The primary purpose of life insurance is to provide a safety net for anyone who relies on you financially. For example, if your salary covers the mortgage, utility bills and school fees, a life insurance policy can cover those expenses if you die. Calculating how much life insurance you need may include multiplying your salary by a certain number of years, adding up your debts and considering all the daily expenses you currently cover.

While these calculations are necessary, they don’t account for inflation. When you buy coverage through an agent or broker, they may factor in inflation for you. But if you purchase coverage online, you may have to factor this in yourself.

A simple way to do this is to use historical averages. For example, the average annual inflation rate for the 20 years prior to the pandemic (2000 to 2019) was roughly 2%, according to data collected by the Federal Reserve Bank of Minneapolis.

But inflation does not always climb at a steady rate. For example, the consumer price index, which tracks the average cost of goods and services, soared 6% over the past year. So if you factored in a rate of 2% when calculating your coverage, the current rate would feel like a huge gap, says Tanya Frias, chief financial planning officer at Freeman Capital, a financial planning firm.

One way to combat this is to use an inflation rate that is realistic to your needs, Frias says. Your policy type, policy length and financial obligations can help you build a custom plan. For example, planning for 6% annual inflation may not be realistic for a policy that you expect to last 30 years, but it may be practical for short-term coverage that could pay out in the next few years.

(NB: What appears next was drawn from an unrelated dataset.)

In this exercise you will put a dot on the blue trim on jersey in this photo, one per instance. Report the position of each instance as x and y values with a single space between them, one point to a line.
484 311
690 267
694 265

Think about the types of expenses you want the policy to cover. Some costs, like fixed mortgage payments, aren’t as heavily affected by inflation, while others, like groceries and utilities, can change significantly over time. Speak with an agent or fee-only life insurance advisor to find the right rate for your situation.

Consider a cost-of-living rider

“There are riders available to help insure against external factors like inflation,” says Lauren Wybar, a senior wealth advisor with Vanguard Personal Advisor Services. Specifically, a cost-of-living rider increases the death benefit in step with the consumer price index, a marker for inflation. As a result, your premiums will increase alongside any increases made to the coverage amount. However, not all companies offer inflation riders and the cost may differ among insurers.